18 mai 2007
Spider-Man 3

Tant va la cruche à l'eau qu'à la fin elle se casse... Le proverbe s'applique bien aux trilogies de super-héros : Batman, X-Men, et à présent Spider-Man. L'épisode de trop ? Oui, mais pas pour les mêmes raisons que ses prédécesseurs, pour lesquels le capitaine (respectivement, les réalisateurs Tim Burton et Bryan Singer) s'était vu remplacé par un faiseur de nanars (respectivement, Joel Schumacher et Brett Ratner). Pour Spider-Man 3, Sam Raimi est resté aux commandes, donc le naufrage est évité, mais ce troisème opus est victime d'une tendance lourde : le trop est l'ennemi du bien. Résultat, le dernier (?) volet de Spider-Man est un gros objet boursouflé malgré d'indéniables qualités.
Long, beaucoup trop long : ce film de 2h20 propose des scènes hélas bien lâches entre elles, au parfum désagréable de passages obligés, à cause d'un scénario qui tente de caser trop d'arcs pour qu'ils soient explorés tous avec assez de profondeur. Spider-Man / Peter Parker a tout un tas de soucis sur le dos : Harry Osborn veut toujours le tuer, une météorite avec une matière vivante inquiétante tombe du ciel, le meurtrier de son oncle s'évade et devient un mutant qui veut tout détruire, Mary Jane se fait virer de sa première comédie musicale et redevient serveuse, et enfin on tente de lui prendre sa place de photographe reporter au journal !

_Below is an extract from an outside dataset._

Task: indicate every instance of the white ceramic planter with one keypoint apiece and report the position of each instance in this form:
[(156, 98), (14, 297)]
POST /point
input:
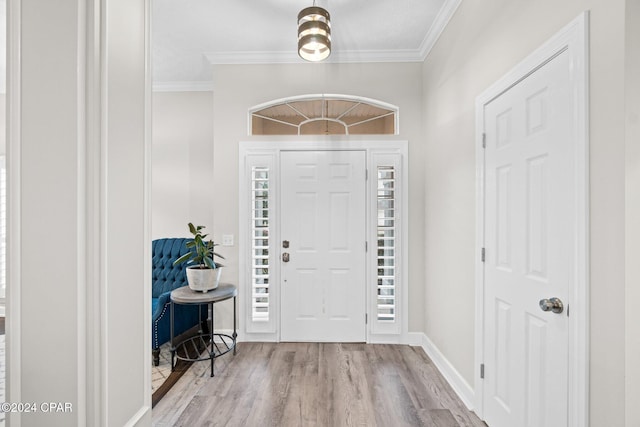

La force des deux premiers volets de Spider-Man tenait dans l'illustration d'une thématique bien précise : découverte des super-pouvoirs, puis réflexion sur la responsabilité de leur usage, avec le lot de sacrifices qui vont avec. Dans Spider-Man 3, on sent bien que Sam Raimi est toujours très intéressé par l'exploration de la personnalité du héros. L'artifice d'une matière vivante venue de l'espace décuplant le côté sombre de Parker était un matériau de premier ordre. Hélas, cette piste n'est que survolée (et tant pis pour la promesse alléchante figurant sur l'affiche même), même si elle donne lieu à des scènes parmi les plus réjouissantes du film (celle de la danse dans le pub).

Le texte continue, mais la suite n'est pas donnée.